His poems were written in the old Ionic dialect. Fragments in Bergk, Poetae Lyrici Graeci; Liebel, Archilochi Reliquiae (1818); A. Hauvette-Besnault, Archiloque, sa vie et ses poésies (1905).
ARCHIMANDRITE (from Gr. ἄρχων, a ruler, and μάνδρα, a fold or monastery), a title in the Greek Church applied to a superior abbot, who has the supervision of several abbots and monasteries, or to the abbot of some specially great and important monastery, the title for an ordinary abbot being hegumenos.
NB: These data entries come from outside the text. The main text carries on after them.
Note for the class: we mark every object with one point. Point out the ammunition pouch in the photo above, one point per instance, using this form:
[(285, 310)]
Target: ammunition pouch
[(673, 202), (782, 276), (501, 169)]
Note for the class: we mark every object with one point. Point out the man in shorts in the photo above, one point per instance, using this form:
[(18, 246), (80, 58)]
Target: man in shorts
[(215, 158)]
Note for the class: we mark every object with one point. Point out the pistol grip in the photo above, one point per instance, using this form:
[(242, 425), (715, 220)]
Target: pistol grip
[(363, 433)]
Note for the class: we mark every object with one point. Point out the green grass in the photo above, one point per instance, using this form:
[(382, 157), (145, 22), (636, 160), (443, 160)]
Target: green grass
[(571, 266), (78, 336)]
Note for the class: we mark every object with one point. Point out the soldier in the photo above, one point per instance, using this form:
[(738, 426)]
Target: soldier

The title occurs for the first time in a letter to Epiphanius, prefixed to his Panarium (c. 375), but the Lausiac History of Palladius may be evidence that it was in common use in the 4th century as applied to Pachomius (q.v.). In Russia the bishops are commonly selected from the archimandrites. The word occurs in the Regula Columbani (c. 7), and du Cange gives a few other cases of its use in Latin documents, but it never came into vogue in the West. Owing to intercourse with Greek and Slavonic Christianity, the title is sometimes to be met with in southern Italy and Sicily, and in Hungary and Poland.
See the article in the Dictionnaire d’archéologie chrétienne et de liturgie.